Skip to content

Latest commit

 

History

History
306 lines (202 loc) · 11.7 KB

File metadata and controls

306 lines (202 loc) · 11.7 KB

Shadow Threads

Shadow Threads is infrastructure for recording, versioning, and replaying AI workflow state.

It lets developers persist workflow artifacts, track state revisions, record model or tool executions, and replay those executions deterministically.

The problem

AI workflows are difficult to reproduce because outputs depend on more than a final prompt. They also depend on parameters, intermediate state, tool calls, and the exact artifacts passed between steps. Once that context drifts, debugging and verification become unreliable. Shadow Threads addresses this by recording workflow state and execution boundaries as deterministic artifacts and revisions. That gives developers a stable way to inspect, transfer, and replay workflow state without relying on implicit runtime context.

30-second overview

Shadow Threads gives you four durable objects:

  • Artifact - a content-addressed bundle for task state or any other workflow payload.
  • Revision - a package-local DAG node that binds artifacts into a verifiable state snapshot.
  • Execution - a recorded model or tool boundary with fixed inputs, outputs, status, and result hash.
  • Replay - a verification step that checks whether a stored execution boundary still matches exactly.

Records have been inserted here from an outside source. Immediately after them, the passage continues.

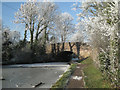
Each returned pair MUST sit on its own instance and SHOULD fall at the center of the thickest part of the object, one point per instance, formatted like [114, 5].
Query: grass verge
[62, 82]
[93, 77]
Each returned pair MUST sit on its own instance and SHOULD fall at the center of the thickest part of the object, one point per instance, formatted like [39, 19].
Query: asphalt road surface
[32, 76]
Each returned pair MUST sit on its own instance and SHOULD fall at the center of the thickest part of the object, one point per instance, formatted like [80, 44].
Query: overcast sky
[9, 8]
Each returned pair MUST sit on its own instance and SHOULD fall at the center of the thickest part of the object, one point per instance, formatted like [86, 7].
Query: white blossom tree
[36, 17]
[63, 27]
[101, 21]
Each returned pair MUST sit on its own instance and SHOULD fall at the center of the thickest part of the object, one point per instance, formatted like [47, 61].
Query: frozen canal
[32, 75]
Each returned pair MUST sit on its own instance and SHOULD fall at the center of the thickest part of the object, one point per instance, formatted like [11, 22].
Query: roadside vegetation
[93, 77]
[62, 82]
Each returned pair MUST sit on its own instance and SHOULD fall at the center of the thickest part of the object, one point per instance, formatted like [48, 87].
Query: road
[29, 76]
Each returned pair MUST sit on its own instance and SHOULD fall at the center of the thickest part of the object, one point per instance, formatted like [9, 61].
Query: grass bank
[93, 77]
[62, 82]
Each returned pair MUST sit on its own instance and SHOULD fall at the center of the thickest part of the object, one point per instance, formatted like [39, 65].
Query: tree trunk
[25, 34]
[71, 46]
[78, 44]
[58, 47]
[31, 40]
[63, 45]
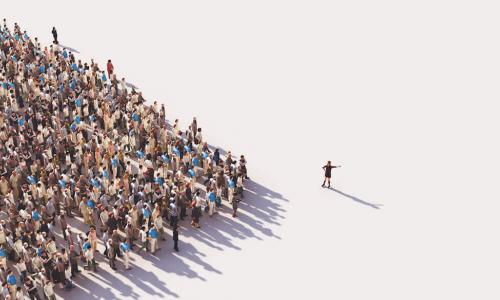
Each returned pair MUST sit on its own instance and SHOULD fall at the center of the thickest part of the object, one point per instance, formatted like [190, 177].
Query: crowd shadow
[69, 49]
[375, 206]
[259, 211]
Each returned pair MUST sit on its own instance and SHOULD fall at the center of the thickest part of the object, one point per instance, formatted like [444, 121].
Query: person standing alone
[328, 172]
[54, 34]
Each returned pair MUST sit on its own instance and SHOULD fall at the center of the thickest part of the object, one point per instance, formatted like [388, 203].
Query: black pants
[112, 262]
[74, 268]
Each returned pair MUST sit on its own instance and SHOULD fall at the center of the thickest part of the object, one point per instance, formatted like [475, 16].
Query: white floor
[403, 95]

The local server exposes these objects through /api/v1. The Python SDK, CLI, demos, and MCP server all use that same boundary. Together these four objects form a verifiable workflow state graph and execution history.

What Shadow Threads produces

Shadow Threads does not run the workflow itself. It records the workflow boundaries that matter and produces a verifiable workflow state graph and execution history.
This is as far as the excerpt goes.